Hi all, I am about to purchase a solenoid kit and picoboo jr from fright props, my question is, what is the main difference between the 110, 12 and 24 v models. I understand 110 can be plugged into a wall and the other two need power packs, but what is the real difference, what do you all prefer? I know that needing to buy power packs will just increase costs but is their an advantage for using one of those voltages? I am looking to power a JIB pneumatic prop. thanks!

here is alink to what im talking about

available solenoid kits
http://www.frightprops.com/pneumati...k-up-starter-kit-double-acting-0595-0027.html

picoboo
http://www.frightprops.com/controll...lers/picoboo-controllers/picoboo-jr-0691.html

the manual says to use 12v with the picoboo jr so is that the only voltage solenoid it will work with? what will happen if i hook a 110 to it? thanks in advance!

~pleasant......screams......


----------



## bourno (Jan 21, 2006)

With any of my controllers, I use 12 or 24 volt DC solenoids as my controllers utilize a low voltage driver chip to energize the solenoids. With the picoboo controller, it has relays, so you could you use any of the above solenoid voltages. The controller itself requires the 12 volts to power it up.

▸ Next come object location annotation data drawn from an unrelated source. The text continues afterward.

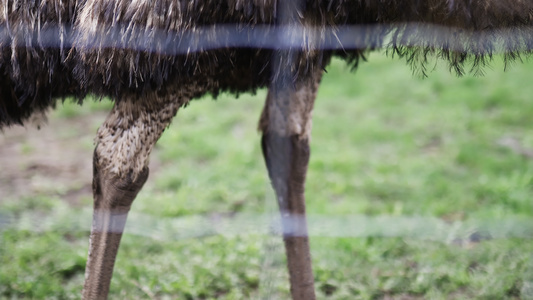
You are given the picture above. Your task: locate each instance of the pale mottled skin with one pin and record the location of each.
(126, 138)
(288, 112)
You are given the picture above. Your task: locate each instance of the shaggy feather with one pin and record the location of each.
(118, 47)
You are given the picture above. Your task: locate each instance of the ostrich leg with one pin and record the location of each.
(286, 125)
(120, 167)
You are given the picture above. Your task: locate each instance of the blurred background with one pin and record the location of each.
(417, 189)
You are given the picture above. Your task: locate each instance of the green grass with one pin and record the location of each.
(387, 148)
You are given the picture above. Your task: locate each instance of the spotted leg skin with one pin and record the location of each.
(113, 197)
(121, 157)
(286, 126)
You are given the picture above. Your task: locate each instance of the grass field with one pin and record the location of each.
(417, 189)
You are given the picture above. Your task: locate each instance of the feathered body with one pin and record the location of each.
(52, 49)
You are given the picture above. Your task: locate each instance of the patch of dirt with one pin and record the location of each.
(54, 161)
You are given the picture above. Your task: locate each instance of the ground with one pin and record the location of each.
(417, 189)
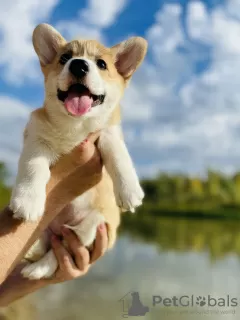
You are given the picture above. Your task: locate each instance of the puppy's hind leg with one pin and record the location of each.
(86, 230)
(43, 268)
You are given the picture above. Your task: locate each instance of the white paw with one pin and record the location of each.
(42, 269)
(87, 229)
(129, 195)
(28, 203)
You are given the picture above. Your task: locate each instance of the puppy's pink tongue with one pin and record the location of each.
(78, 105)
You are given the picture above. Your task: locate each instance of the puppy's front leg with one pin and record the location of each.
(117, 160)
(29, 193)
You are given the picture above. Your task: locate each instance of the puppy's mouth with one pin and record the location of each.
(78, 99)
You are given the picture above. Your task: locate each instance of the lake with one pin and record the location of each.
(185, 259)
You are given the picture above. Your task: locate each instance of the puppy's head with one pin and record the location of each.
(82, 77)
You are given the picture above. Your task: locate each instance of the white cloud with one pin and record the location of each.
(13, 118)
(182, 109)
(102, 13)
(193, 119)
(92, 20)
(17, 21)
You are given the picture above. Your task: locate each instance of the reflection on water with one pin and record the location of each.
(167, 257)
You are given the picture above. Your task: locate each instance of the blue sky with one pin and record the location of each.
(181, 110)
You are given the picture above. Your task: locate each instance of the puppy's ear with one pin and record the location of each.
(129, 55)
(46, 42)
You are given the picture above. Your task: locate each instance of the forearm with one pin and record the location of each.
(16, 237)
(16, 287)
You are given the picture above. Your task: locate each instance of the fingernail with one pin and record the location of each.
(102, 227)
(65, 231)
(83, 142)
(54, 240)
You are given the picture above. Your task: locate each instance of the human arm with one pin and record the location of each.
(81, 170)
(15, 286)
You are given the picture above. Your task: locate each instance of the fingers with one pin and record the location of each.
(101, 243)
(64, 259)
(80, 253)
(94, 136)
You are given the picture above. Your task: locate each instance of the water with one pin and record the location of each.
(179, 258)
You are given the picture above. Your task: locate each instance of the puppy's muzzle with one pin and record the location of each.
(79, 68)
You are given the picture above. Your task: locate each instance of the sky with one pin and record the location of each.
(181, 112)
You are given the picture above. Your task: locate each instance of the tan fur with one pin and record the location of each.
(54, 131)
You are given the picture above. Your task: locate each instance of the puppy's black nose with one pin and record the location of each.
(79, 68)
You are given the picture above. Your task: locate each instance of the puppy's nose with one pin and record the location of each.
(79, 68)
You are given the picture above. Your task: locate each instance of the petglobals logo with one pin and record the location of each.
(195, 301)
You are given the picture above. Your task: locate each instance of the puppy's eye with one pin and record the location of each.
(101, 64)
(65, 57)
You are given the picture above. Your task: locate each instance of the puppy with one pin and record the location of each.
(84, 82)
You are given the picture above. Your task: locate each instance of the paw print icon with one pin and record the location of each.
(201, 301)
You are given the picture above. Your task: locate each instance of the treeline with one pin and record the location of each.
(216, 194)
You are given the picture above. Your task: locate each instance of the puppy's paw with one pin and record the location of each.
(129, 195)
(87, 229)
(42, 269)
(28, 203)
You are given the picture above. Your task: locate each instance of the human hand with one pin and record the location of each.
(75, 261)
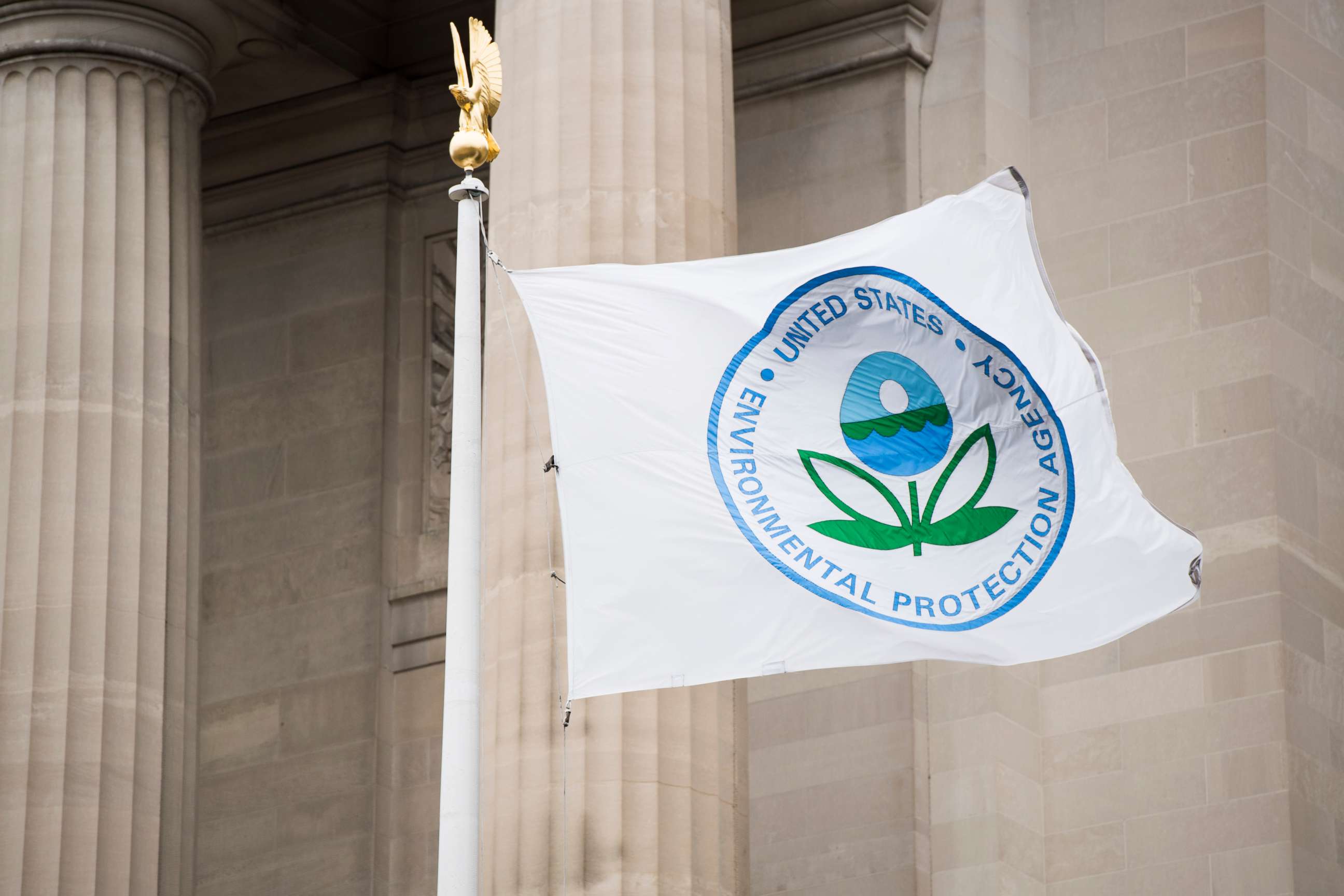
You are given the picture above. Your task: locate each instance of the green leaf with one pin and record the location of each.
(864, 534)
(893, 424)
(809, 460)
(968, 524)
(991, 461)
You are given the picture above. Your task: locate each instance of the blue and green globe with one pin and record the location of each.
(905, 442)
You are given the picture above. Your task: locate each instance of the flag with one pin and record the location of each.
(879, 447)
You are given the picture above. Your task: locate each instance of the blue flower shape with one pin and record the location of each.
(905, 442)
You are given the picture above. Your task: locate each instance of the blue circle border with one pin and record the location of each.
(713, 442)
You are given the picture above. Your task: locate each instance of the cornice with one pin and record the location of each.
(178, 38)
(832, 51)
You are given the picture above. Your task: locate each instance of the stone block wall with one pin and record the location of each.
(1184, 213)
(291, 561)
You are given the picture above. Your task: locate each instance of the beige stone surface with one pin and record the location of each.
(1187, 171)
(99, 440)
(656, 779)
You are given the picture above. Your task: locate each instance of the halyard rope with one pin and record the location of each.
(496, 265)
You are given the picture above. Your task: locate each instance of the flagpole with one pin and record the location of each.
(460, 778)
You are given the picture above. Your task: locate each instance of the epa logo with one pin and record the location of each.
(886, 454)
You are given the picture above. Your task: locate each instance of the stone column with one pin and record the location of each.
(100, 234)
(618, 147)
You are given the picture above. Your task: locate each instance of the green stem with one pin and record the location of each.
(914, 515)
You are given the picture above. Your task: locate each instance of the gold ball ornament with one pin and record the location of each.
(469, 149)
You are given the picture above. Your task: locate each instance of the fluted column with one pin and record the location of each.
(618, 147)
(100, 110)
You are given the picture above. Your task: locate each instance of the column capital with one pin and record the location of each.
(187, 38)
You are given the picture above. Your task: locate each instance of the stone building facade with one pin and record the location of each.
(226, 296)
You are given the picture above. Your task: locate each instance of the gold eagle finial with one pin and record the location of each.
(479, 99)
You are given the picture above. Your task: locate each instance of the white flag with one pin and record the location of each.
(885, 446)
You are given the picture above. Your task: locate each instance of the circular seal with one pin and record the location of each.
(889, 456)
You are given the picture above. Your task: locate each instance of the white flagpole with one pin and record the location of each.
(460, 778)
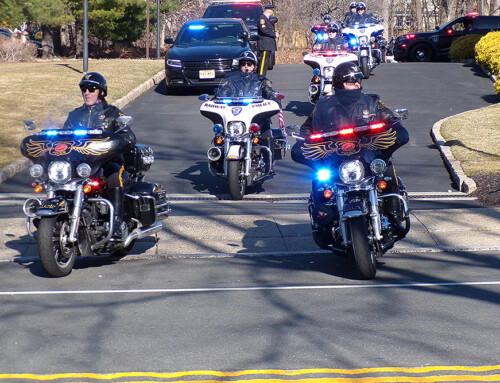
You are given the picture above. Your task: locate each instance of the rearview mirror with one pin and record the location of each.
(401, 113)
(29, 125)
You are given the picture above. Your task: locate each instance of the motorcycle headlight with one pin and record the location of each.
(36, 170)
(83, 170)
(378, 166)
(328, 71)
(236, 129)
(351, 172)
(59, 171)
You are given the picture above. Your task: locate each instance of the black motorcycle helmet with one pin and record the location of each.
(333, 29)
(247, 56)
(345, 72)
(96, 79)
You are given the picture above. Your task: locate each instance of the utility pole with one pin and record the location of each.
(147, 28)
(85, 36)
(158, 29)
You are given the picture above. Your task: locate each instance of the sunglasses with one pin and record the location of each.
(246, 63)
(90, 88)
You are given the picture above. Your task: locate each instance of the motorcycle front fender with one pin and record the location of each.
(233, 153)
(51, 207)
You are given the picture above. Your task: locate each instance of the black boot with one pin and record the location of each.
(120, 230)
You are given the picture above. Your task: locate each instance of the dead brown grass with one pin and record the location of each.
(474, 139)
(28, 89)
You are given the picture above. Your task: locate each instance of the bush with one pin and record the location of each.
(12, 49)
(488, 55)
(463, 48)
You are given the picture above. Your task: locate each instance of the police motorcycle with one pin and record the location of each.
(347, 204)
(369, 41)
(323, 63)
(74, 217)
(239, 154)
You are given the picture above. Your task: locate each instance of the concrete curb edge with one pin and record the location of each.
(20, 165)
(465, 184)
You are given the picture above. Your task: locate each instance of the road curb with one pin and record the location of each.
(465, 184)
(22, 164)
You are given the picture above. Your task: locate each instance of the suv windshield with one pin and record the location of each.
(210, 34)
(249, 13)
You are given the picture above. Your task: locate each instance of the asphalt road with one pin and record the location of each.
(264, 313)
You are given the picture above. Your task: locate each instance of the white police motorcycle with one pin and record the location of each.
(239, 153)
(368, 40)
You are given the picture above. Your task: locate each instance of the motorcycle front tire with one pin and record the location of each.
(363, 256)
(364, 67)
(236, 179)
(56, 256)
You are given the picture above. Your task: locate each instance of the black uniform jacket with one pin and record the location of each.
(100, 116)
(236, 84)
(267, 33)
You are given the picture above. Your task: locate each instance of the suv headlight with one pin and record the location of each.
(59, 171)
(36, 170)
(351, 172)
(236, 129)
(174, 63)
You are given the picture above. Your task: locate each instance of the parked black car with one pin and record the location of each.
(204, 51)
(435, 45)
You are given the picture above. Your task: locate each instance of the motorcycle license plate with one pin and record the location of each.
(207, 74)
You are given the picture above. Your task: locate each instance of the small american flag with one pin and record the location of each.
(281, 120)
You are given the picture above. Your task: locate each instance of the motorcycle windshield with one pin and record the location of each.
(54, 142)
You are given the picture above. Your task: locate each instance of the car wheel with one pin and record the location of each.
(421, 53)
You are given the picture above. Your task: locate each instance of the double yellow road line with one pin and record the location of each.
(364, 375)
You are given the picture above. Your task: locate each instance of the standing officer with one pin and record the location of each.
(267, 42)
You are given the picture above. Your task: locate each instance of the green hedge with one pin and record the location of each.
(463, 47)
(488, 55)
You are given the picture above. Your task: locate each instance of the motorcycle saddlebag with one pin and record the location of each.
(279, 148)
(138, 159)
(144, 209)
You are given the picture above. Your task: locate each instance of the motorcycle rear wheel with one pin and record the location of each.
(360, 249)
(236, 179)
(57, 257)
(364, 67)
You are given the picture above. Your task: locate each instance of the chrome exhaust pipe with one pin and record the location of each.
(214, 153)
(138, 233)
(313, 89)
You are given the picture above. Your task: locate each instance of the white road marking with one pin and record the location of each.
(249, 288)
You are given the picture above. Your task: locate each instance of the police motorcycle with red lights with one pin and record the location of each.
(366, 36)
(245, 147)
(326, 55)
(358, 206)
(78, 213)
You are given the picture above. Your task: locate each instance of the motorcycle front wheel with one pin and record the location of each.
(236, 179)
(360, 250)
(56, 254)
(364, 67)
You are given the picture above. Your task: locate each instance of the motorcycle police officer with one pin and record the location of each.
(352, 16)
(246, 83)
(349, 106)
(267, 42)
(96, 113)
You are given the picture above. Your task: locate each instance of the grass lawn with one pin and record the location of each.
(27, 90)
(474, 139)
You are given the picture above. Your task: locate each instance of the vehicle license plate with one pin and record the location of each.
(207, 74)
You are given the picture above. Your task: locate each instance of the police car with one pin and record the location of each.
(435, 45)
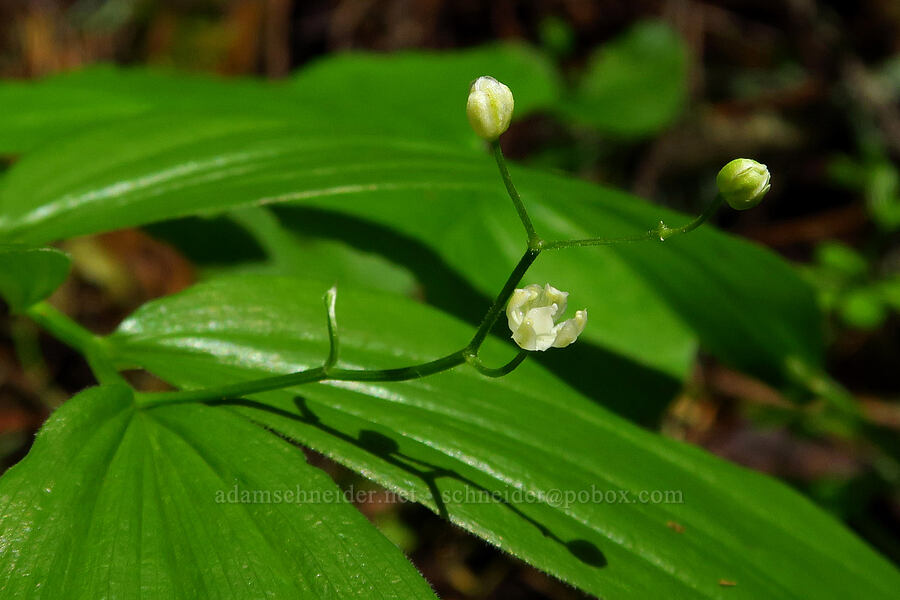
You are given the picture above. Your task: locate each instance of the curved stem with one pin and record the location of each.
(499, 371)
(661, 233)
(333, 348)
(533, 238)
(500, 302)
(268, 384)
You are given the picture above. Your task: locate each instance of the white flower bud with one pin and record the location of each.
(489, 108)
(743, 183)
(533, 314)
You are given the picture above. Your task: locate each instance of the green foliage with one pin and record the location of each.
(634, 85)
(122, 503)
(848, 287)
(447, 197)
(456, 440)
(28, 275)
(383, 141)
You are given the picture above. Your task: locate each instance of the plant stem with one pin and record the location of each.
(533, 238)
(499, 371)
(500, 302)
(268, 384)
(661, 233)
(333, 348)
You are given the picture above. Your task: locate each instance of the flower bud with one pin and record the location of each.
(533, 314)
(489, 108)
(743, 183)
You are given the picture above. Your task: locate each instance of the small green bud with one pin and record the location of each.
(489, 108)
(743, 182)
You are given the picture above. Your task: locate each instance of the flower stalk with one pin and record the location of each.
(533, 312)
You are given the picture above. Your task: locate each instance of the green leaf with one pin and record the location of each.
(651, 301)
(28, 275)
(424, 93)
(501, 457)
(634, 85)
(329, 261)
(115, 502)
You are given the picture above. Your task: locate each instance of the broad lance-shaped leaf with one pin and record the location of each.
(182, 502)
(652, 300)
(519, 461)
(425, 90)
(28, 275)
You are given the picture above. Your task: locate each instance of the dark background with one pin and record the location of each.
(810, 88)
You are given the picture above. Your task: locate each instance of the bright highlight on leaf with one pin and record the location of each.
(534, 313)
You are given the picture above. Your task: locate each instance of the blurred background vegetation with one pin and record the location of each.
(657, 96)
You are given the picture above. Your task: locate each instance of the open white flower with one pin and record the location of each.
(534, 313)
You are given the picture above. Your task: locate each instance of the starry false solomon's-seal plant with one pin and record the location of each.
(534, 312)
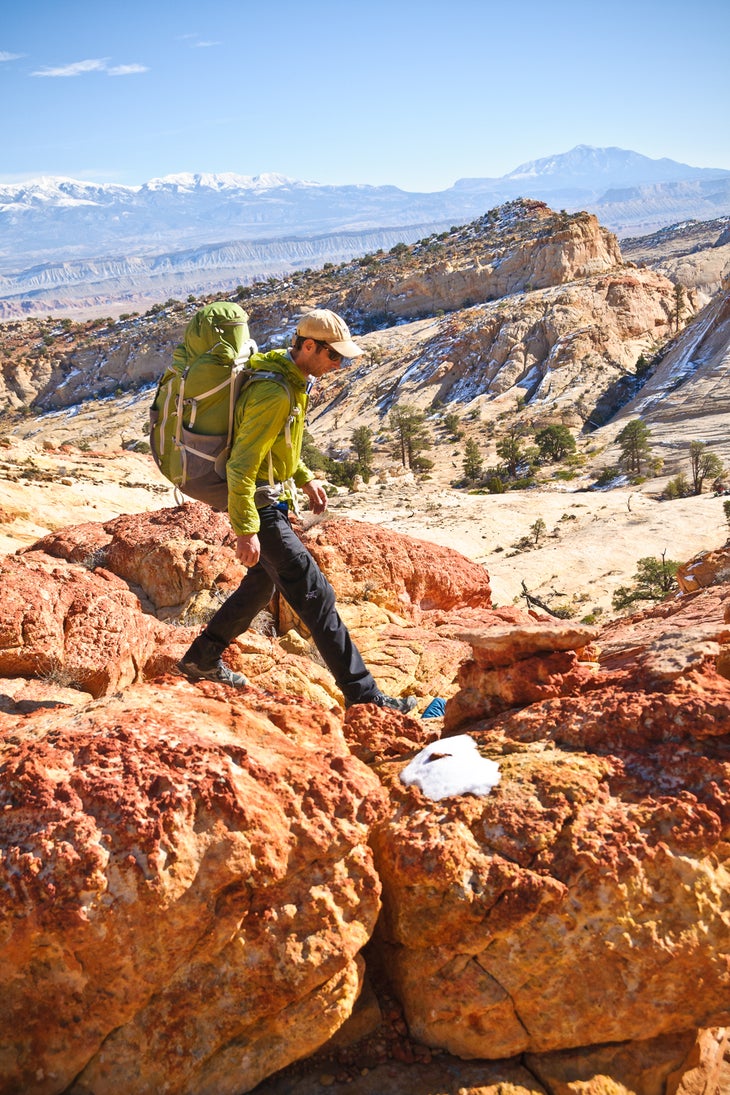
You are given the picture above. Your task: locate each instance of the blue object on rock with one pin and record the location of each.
(436, 709)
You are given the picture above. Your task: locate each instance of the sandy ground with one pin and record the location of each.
(591, 542)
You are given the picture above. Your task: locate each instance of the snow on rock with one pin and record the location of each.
(453, 767)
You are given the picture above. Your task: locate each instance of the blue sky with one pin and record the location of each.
(417, 94)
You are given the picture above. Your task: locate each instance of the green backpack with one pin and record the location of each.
(192, 414)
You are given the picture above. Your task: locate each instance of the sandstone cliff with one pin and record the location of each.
(190, 874)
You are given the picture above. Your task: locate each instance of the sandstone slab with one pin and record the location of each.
(186, 887)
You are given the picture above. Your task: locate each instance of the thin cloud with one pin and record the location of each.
(199, 44)
(97, 65)
(77, 68)
(126, 69)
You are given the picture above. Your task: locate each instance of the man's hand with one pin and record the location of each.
(247, 549)
(315, 492)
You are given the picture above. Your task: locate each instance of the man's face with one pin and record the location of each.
(317, 358)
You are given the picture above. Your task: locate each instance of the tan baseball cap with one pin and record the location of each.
(327, 326)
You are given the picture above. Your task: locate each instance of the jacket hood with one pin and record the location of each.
(220, 330)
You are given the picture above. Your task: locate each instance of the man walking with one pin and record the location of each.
(264, 471)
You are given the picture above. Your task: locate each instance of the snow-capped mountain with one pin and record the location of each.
(54, 231)
(605, 168)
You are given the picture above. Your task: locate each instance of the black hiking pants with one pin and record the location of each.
(286, 565)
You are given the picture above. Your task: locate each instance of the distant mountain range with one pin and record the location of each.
(67, 244)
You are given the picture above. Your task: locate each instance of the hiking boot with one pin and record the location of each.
(404, 705)
(204, 663)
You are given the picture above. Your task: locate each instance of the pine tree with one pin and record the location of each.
(473, 462)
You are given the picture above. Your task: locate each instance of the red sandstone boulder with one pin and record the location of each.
(583, 901)
(367, 563)
(185, 887)
(169, 555)
(66, 624)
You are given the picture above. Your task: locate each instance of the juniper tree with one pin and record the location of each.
(704, 464)
(412, 438)
(361, 441)
(555, 442)
(473, 462)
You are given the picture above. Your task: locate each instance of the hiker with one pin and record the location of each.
(263, 472)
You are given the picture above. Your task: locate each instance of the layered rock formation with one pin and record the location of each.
(189, 873)
(186, 885)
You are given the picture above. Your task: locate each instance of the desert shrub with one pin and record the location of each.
(678, 487)
(655, 578)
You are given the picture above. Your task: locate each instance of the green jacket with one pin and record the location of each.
(262, 414)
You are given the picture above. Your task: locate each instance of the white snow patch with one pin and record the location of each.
(451, 767)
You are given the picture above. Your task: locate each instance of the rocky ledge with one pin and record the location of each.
(201, 886)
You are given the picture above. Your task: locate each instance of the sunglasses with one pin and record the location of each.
(332, 354)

The valves won't have any difference, just the solenoid voltage to energize them properly. I would go with either the 12 or 24 volt solenoids, you just need the proper power supply to feed the solenoids through the picoboo relays.


----------



## Wildcat (Nov 3, 2007)

I have a picoboo 104 similar to the jr link. I have run 12v and 110v with it without any issues. The instructions are good to help with the wiring. I prefer 12V solenoids since most places I go to have them in stock.


----------



## gooffy87 (Oct 18, 2011)

went with the 12 v solenoid and the picoboo jr! soooooooo excited! Halloween is just around the corner...........and over the fence.........and through the bushes lol


----------



## stagehand1975 (Feb 22, 2010)

Solenoids don't draw alot, with the 12v power supply for the picoboo, you can also power the 12v solenoid.


----------



## gooffy87 (Oct 18, 2011)

interesting, thanks for the input stagehand!


----------



## hauntedyards (Mar 24, 2005)

I use 24volts because I think it's safer than 110 to work with and I can run bundles of tiny wires to groups of props with no worries about water and weather and electrical codes. lol

I use 1 single 10 amp PowerOne 24v power supply to power all props I will ever build. They are quite reasonable on Ebay.


----------



## DarkLore (Jan 25, 2009)

gooffy87 said:


> went with the 12 v solenoid and the picoboo jr! soooooooo excited! Halloween is just around the corner...........and over the fence.........and through the bushes lol


12v is a good choice. I'd venture to guess most haunters use 12v. Adapters are easy to find, safe in comparison, and can often power several things through one wall wart.

There's a sticky thread in the tech forum, Use of Prop Controllers, which you might find helpful.


----------



## Cole&Jacksdad (Jan 20, 2011)

I use 12 volts DC for just about everything(there a few exceptions). Mini spots, solenoids, sound, etc. Last year I powerd everything with a computer power supply from an old computer.


----------